I had only one quibble with the programme: while the voice-over dealt with Man Ray's various portraits of Miller the well-known modified photograph Le Violon d'Ingres was shown for a couple of seconds; it does not feature Lee Miller but a model known as Kiki de Montparnasse. Otherwise a top-hole documentary.

It might be considered that Lee Miller was born to be a flawed personality; but what a fascinating person, a supreme model and undoubtedly a great photographer. Thank you for bringing the programme to wider attention, John.
dudler Avatar
dudler Plus
20 2.1k 2048 England
5 May 2020 9:45AM
It's odd that being an alcoholic, and moody, is seen as a vitue in some, almost: didn't Geoffrey Bernard make a profession of it? Isn't Dylan Thomas revered?

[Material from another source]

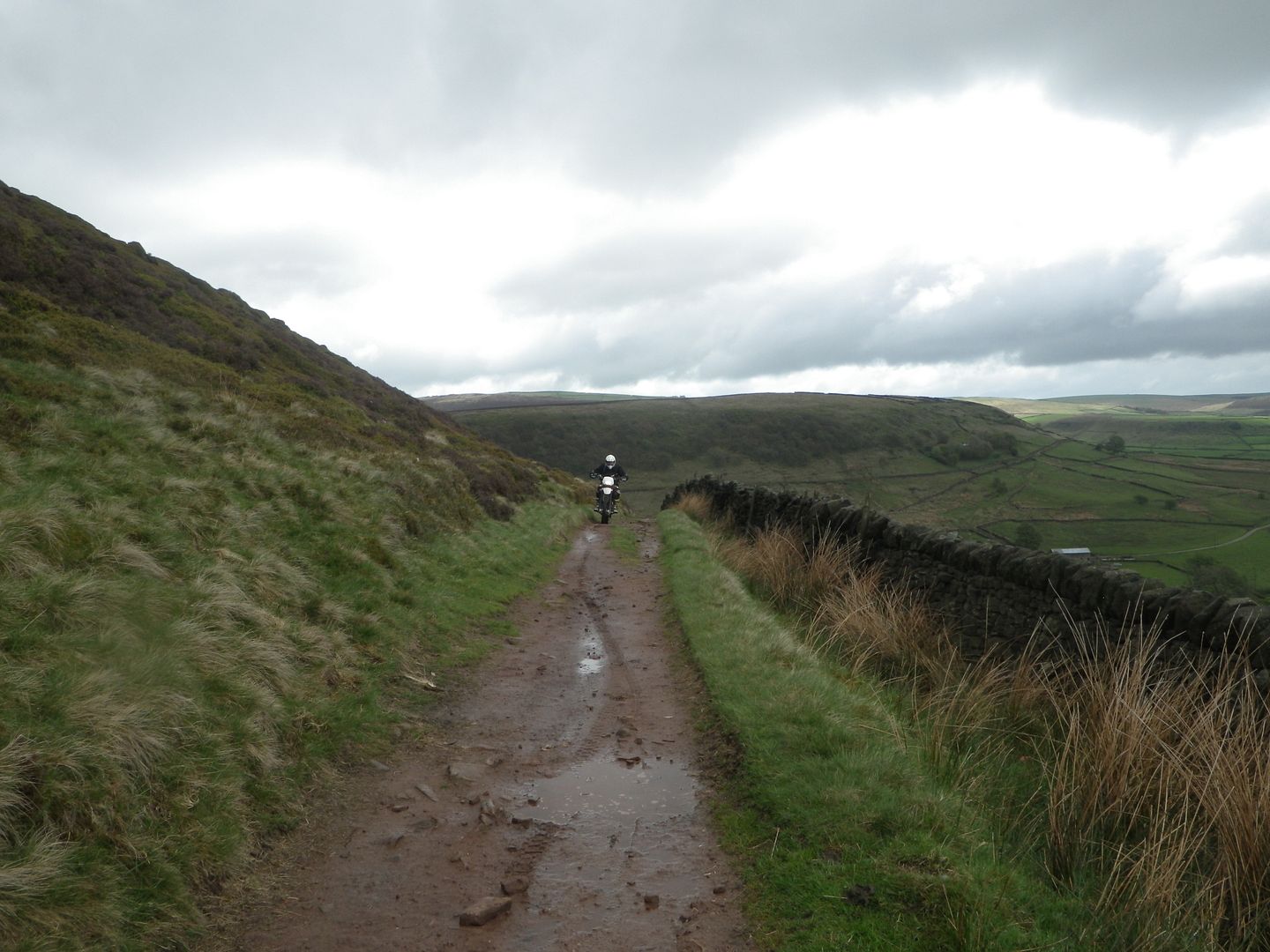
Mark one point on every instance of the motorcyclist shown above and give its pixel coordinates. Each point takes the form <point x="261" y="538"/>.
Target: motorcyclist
<point x="611" y="469"/>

I wonder if some of the motivation for negative views of Miller is that she wasn't prepared to be fitted into a male stereotype of 'model' - she appears to have required creative equality. And few men would have the stomach for hte work she did in Dachau and Buchenwald...
PaulCox Avatar
5 May 2020 12:32PM
Saw an exhibition of her work “RealSurreal” at the Whitworth Art Gallery in Manchester February 2003, along with some of her wartime cameras, and the famous Photo of her in “Hiltlers” bath in the richstag. And have fascinated with her work ever since, and have several books on her life and experiences, but missed the TV program so will look that up on iPlayer.
dudler Avatar
dudler Plus
20 2.1k 2048 England
5 May 2020 12:44PM
It's definitely worth the effort, particularly because the people involved in giving views have entirely different voices, in all senses.
mrswoolybill Avatar
mrswoolybill Plus
16 4.6k 2635 United Kingdom
5 May 2020 1:03PM
It's good that the programme touched on David Scherman's work, which tends to be overlooked. I do wish there had been some mention of Miller's technical ability though.

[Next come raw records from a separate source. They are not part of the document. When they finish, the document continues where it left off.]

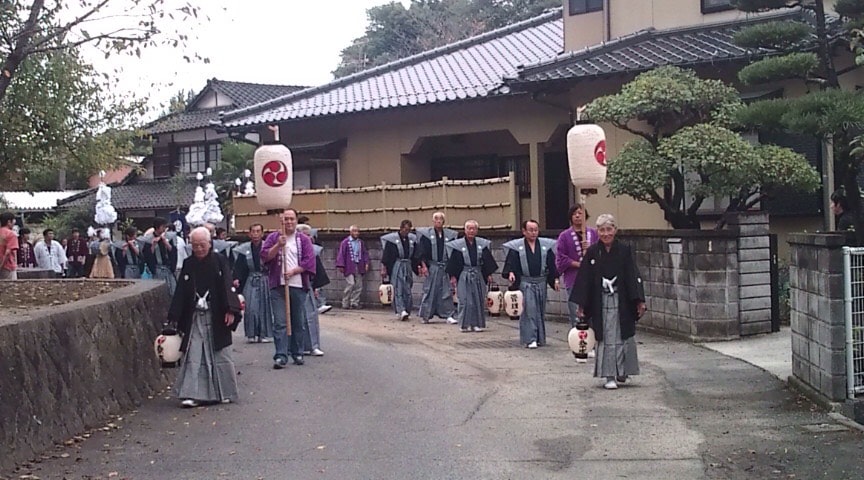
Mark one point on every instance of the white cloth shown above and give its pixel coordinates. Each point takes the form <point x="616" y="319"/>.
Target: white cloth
<point x="289" y="253"/>
<point x="50" y="259"/>
<point x="181" y="252"/>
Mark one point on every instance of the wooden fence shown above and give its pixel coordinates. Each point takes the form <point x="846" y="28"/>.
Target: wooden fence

As an aside, I find it interesting that while she was clearly a highly independent, physically self-assured woman, she sought out 'father figure' men, either much older or very rich, or both.
phred Avatar
phred 17 85
6 May 2020 11:41AM
I tried to watch the BBC episode, but I have hearing issues and the incessant background music made viewing insufferable. But that's BBC!

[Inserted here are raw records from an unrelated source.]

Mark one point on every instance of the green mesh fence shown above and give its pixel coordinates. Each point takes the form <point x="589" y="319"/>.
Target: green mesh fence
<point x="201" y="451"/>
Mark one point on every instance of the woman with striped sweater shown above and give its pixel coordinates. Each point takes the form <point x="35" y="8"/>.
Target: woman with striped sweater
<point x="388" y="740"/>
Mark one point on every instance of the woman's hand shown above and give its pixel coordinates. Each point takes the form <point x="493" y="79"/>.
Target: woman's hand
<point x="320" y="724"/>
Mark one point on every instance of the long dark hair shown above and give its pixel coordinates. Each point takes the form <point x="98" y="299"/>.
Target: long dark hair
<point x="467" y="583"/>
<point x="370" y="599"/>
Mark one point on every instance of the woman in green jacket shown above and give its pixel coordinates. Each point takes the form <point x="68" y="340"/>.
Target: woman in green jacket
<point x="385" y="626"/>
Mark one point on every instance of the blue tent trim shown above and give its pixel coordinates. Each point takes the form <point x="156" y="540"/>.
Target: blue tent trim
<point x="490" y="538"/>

I have had an interest in her for quite a few years now.
But to me it's the UK part of her life that intrigues me and the goings on at Farley Farm (Farleys House), names obviously like Roland Penrose, May Ray, Picasso etc. Quite a melting pot of artistic talent of that era.
dudler Avatar
dudler Plus
20 2.1k 2048 England
8 May 2020 10:46AM
Music is everywhere in TV, and not only on the BBC. And in films, and even on the radio in speech programmes. Clarity is, it appears, rahter undervalued...
phred Avatar
phred 17 85
8 May 2020 11:36AM

Quote:Music is everywhere in TV, and not only on the BBC. And in films, and even on the radio in speech programmes. Clarity is, it appears, rahter undervalued...

So true, I have tried turning the volume down to a level where I can't hear the muzac but the speech goes 1st?